Depuis 1986, l’écrivaine, née en Rho­désie du Sud (actuel Zimbabwe), a suivi en France, aux Etats-Unis et en Australie son mari, un scientifique français. En Lorraine, où elle donnait des cours d’anglais à des étudiants en école de commerce, la secrétaire l’a prise pour la femme de ménage. A Paris, une femme l’a frappée avec son sac à main sur les Grands Boulevards, parce qu’elle en avait marre de « tous ces Noirs ». Citons également cet inconnu dans la salle d’attente d’un cabinet médical qui se réjouit pour elle du chemin parcouru par ces anciens esclaves « comme vous ». Sans oublier, la passagère du train qui la prévient qu’elle s’est assise en première classe.

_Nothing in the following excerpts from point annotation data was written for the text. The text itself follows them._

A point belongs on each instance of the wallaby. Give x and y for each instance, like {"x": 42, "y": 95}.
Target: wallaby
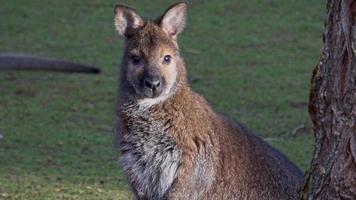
{"x": 172, "y": 144}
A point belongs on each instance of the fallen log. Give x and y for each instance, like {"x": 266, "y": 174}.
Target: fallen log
{"x": 15, "y": 61}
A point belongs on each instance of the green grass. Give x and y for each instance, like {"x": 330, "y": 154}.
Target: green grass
{"x": 251, "y": 59}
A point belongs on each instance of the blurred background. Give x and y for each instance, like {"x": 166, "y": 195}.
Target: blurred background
{"x": 251, "y": 59}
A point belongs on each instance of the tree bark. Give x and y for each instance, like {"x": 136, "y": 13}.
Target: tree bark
{"x": 11, "y": 61}
{"x": 332, "y": 108}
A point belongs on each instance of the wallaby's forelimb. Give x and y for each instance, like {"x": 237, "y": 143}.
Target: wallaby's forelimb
{"x": 14, "y": 61}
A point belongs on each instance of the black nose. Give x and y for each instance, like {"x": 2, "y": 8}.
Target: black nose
{"x": 152, "y": 83}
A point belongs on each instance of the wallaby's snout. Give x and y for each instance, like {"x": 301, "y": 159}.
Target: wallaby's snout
{"x": 152, "y": 83}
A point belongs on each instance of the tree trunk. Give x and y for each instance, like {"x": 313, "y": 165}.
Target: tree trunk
{"x": 332, "y": 108}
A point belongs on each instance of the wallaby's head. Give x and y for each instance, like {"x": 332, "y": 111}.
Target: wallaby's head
{"x": 152, "y": 67}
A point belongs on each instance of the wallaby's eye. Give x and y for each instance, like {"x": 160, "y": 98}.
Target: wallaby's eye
{"x": 135, "y": 60}
{"x": 167, "y": 59}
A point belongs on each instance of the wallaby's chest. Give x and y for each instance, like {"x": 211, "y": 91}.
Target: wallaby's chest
{"x": 150, "y": 158}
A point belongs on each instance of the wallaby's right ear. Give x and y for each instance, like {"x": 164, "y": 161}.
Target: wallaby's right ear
{"x": 127, "y": 20}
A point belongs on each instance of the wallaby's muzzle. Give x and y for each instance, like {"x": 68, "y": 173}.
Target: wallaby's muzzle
{"x": 152, "y": 83}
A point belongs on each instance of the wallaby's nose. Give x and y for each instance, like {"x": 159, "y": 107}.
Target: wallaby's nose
{"x": 152, "y": 83}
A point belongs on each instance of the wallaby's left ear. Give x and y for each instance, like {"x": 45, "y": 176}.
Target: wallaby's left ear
{"x": 127, "y": 20}
{"x": 173, "y": 20}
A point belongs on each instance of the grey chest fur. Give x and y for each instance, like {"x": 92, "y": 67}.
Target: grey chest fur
{"x": 150, "y": 158}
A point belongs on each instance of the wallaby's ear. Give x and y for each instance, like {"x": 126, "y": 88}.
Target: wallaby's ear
{"x": 173, "y": 20}
{"x": 127, "y": 20}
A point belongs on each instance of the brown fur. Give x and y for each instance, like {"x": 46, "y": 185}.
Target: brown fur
{"x": 220, "y": 159}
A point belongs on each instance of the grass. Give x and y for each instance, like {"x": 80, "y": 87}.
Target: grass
{"x": 251, "y": 59}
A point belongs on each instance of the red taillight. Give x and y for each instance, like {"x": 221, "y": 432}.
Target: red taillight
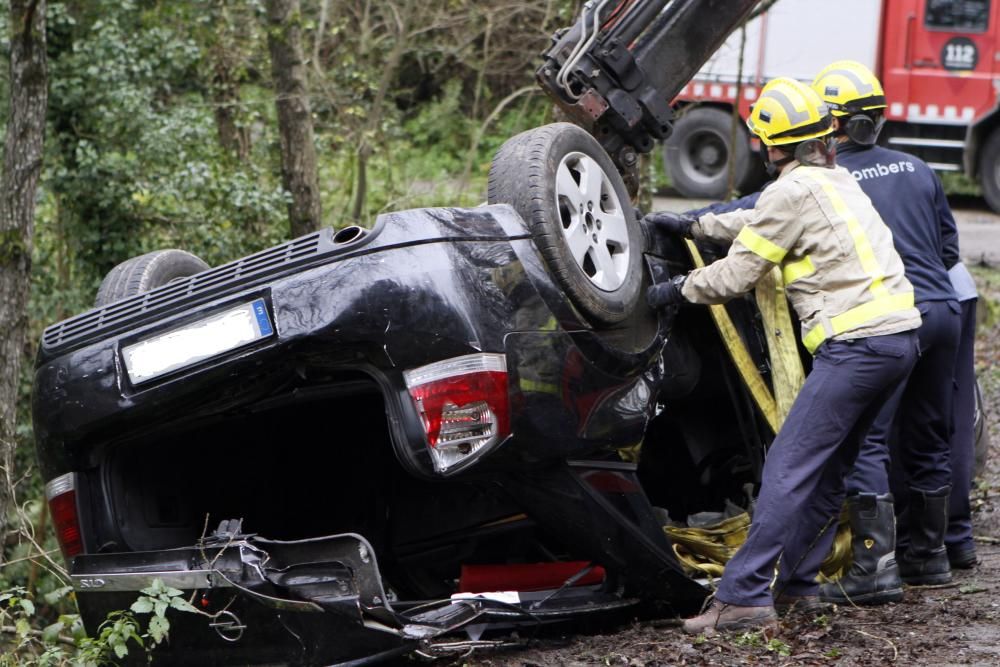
{"x": 61, "y": 494}
{"x": 463, "y": 404}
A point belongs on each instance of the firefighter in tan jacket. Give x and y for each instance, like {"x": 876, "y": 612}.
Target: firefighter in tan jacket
{"x": 845, "y": 281}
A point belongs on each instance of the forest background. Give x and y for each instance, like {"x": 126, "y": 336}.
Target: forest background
{"x": 221, "y": 127}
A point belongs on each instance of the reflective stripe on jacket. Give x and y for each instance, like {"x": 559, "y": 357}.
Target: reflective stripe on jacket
{"x": 842, "y": 274}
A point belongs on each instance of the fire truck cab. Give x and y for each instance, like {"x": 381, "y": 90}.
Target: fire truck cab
{"x": 939, "y": 62}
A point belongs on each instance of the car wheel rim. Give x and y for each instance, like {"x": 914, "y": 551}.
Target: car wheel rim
{"x": 592, "y": 221}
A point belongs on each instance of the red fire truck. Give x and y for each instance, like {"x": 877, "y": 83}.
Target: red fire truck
{"x": 939, "y": 62}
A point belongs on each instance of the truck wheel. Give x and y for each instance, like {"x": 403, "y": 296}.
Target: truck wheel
{"x": 145, "y": 272}
{"x": 698, "y": 151}
{"x": 981, "y": 434}
{"x": 560, "y": 180}
{"x": 989, "y": 171}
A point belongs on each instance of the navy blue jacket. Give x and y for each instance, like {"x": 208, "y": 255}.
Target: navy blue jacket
{"x": 910, "y": 199}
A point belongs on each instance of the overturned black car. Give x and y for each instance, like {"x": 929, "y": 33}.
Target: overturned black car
{"x": 336, "y": 443}
{"x": 362, "y": 443}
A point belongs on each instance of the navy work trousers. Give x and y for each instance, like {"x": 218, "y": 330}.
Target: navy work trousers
{"x": 802, "y": 486}
{"x": 962, "y": 446}
{"x": 920, "y": 411}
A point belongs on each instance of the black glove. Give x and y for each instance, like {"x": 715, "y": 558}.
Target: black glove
{"x": 666, "y": 294}
{"x": 674, "y": 224}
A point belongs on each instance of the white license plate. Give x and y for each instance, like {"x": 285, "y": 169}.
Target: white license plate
{"x": 149, "y": 359}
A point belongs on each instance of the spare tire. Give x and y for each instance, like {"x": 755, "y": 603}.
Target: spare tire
{"x": 698, "y": 152}
{"x": 146, "y": 272}
{"x": 564, "y": 185}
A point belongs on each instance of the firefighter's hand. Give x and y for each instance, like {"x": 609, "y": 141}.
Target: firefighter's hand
{"x": 673, "y": 224}
{"x": 663, "y": 295}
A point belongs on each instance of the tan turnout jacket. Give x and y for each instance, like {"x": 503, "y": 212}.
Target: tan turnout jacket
{"x": 841, "y": 271}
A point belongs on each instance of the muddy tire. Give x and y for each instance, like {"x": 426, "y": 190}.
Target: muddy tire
{"x": 560, "y": 180}
{"x": 146, "y": 272}
{"x": 698, "y": 151}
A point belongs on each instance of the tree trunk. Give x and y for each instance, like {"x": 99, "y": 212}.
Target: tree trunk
{"x": 22, "y": 164}
{"x": 225, "y": 86}
{"x": 298, "y": 153}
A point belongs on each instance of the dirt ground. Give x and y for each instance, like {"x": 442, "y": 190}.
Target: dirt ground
{"x": 957, "y": 624}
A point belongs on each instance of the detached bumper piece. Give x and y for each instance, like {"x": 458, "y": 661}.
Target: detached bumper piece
{"x": 314, "y": 601}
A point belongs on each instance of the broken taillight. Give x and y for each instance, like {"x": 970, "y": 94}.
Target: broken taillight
{"x": 61, "y": 494}
{"x": 463, "y": 405}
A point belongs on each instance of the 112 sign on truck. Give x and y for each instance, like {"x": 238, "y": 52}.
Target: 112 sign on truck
{"x": 938, "y": 61}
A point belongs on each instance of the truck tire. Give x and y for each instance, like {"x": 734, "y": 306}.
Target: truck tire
{"x": 989, "y": 171}
{"x": 697, "y": 155}
{"x": 146, "y": 272}
{"x": 980, "y": 434}
{"x": 560, "y": 180}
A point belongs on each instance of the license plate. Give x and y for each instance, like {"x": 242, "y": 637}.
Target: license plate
{"x": 187, "y": 345}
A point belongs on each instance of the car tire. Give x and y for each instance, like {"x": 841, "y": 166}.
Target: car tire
{"x": 146, "y": 272}
{"x": 980, "y": 435}
{"x": 565, "y": 186}
{"x": 989, "y": 171}
{"x": 697, "y": 155}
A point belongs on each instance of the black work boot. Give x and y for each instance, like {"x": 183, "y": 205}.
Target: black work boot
{"x": 873, "y": 577}
{"x": 925, "y": 561}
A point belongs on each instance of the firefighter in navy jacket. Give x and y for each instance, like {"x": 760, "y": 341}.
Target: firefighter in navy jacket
{"x": 909, "y": 197}
{"x": 846, "y": 283}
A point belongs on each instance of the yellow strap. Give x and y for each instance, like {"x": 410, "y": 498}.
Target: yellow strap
{"x": 793, "y": 271}
{"x": 787, "y": 374}
{"x": 760, "y": 246}
{"x": 861, "y": 243}
{"x": 857, "y": 316}
{"x": 740, "y": 355}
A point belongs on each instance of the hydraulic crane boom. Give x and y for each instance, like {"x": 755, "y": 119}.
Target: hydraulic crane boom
{"x": 615, "y": 71}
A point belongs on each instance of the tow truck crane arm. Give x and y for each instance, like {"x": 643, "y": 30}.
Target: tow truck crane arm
{"x": 615, "y": 71}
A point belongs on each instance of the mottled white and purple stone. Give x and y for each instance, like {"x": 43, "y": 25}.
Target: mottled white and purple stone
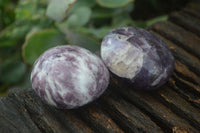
{"x": 138, "y": 57}
{"x": 69, "y": 76}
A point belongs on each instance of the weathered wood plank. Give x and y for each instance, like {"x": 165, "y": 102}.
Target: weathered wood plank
{"x": 181, "y": 55}
{"x": 182, "y": 71}
{"x": 175, "y": 102}
{"x": 98, "y": 120}
{"x": 186, "y": 21}
{"x": 193, "y": 8}
{"x": 47, "y": 118}
{"x": 186, "y": 94}
{"x": 15, "y": 120}
{"x": 162, "y": 115}
{"x": 185, "y": 39}
{"x": 129, "y": 117}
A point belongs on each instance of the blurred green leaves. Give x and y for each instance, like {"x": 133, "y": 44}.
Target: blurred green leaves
{"x": 57, "y": 9}
{"x": 114, "y": 3}
{"x": 37, "y": 42}
{"x": 12, "y": 71}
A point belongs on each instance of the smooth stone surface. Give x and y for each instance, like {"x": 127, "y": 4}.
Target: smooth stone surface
{"x": 137, "y": 56}
{"x": 69, "y": 76}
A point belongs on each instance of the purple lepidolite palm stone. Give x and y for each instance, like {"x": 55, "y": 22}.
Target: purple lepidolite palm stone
{"x": 69, "y": 77}
{"x": 138, "y": 57}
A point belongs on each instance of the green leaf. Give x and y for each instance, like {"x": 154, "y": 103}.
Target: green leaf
{"x": 81, "y": 3}
{"x": 39, "y": 41}
{"x": 12, "y": 71}
{"x": 114, "y": 3}
{"x": 57, "y": 9}
{"x": 79, "y": 18}
{"x": 82, "y": 40}
{"x": 157, "y": 19}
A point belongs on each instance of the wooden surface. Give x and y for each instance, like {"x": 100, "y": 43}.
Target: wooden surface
{"x": 175, "y": 107}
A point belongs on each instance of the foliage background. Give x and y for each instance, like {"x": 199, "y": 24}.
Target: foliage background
{"x": 29, "y": 27}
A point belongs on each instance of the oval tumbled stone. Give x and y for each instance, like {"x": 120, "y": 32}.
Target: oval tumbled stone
{"x": 69, "y": 76}
{"x": 138, "y": 57}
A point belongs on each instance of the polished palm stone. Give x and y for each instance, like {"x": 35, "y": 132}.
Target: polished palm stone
{"x": 69, "y": 77}
{"x": 138, "y": 57}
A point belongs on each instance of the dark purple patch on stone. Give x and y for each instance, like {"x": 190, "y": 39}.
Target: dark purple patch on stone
{"x": 157, "y": 58}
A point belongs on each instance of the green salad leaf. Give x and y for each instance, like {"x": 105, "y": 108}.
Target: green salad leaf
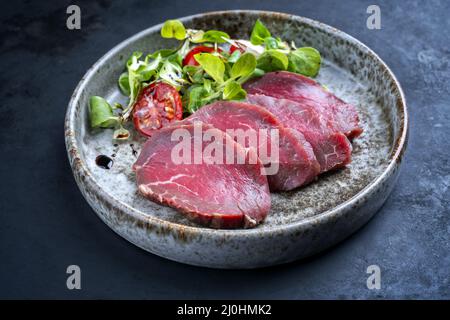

N’importe qui se mettrait en rogne pour moins que ça. La première réaction de Lucy Mushita en posant ses valises en France fut plutôt un soulagement. « En Lorraine, où je suis arrivée dans un milieu intellectuel et éduqué, je me suis sentie accueillie, se souvient-elle. J’ai rencontré pour la première fois des personnes blanches qui n’étaient pas racistes. » Une agréable surprise pour qui est né, en 1960, sous le régime de l’apartheid. Où les voisins qui s’intéressent de trop près à la politique disparaissent. Où l’on croit ce que l’on voit, à savoir que les Blancs à l’abri dans leurs grandes maisons sont supérieurs aux Noirs. « Mon père et ma mère me disaient : “Tu vois un Blanc, tu te sauves” », se souvient-elle. Ses parents, qui ont eu une « enfance à la ­Dickens », travaillent dur comme serveur, domestique, ouvrier et enfin fermiers. Avec l’argent des récoltes, ils payent l’école pour leurs quatre enfants. Car seuls les Blancs bénéficient de la scolarité gratuite jusqu’au bac. Très jeune, Lucy Mushita comprend le pouvoir de l’éducation. En Rhodésie du Sud, la population est divisée en quatre « races » : les Européens, les Asiatiques, les Métis et les Noirs. « Jusqu’à l’indépendance, en 1980, le racisme était réglementé, explique-t-elle. Il y avait des lignes. On pouvait lire “Europeans only”, ou “No Blacks, no dogs”. » C’était « clair comme de l’eau de roche ».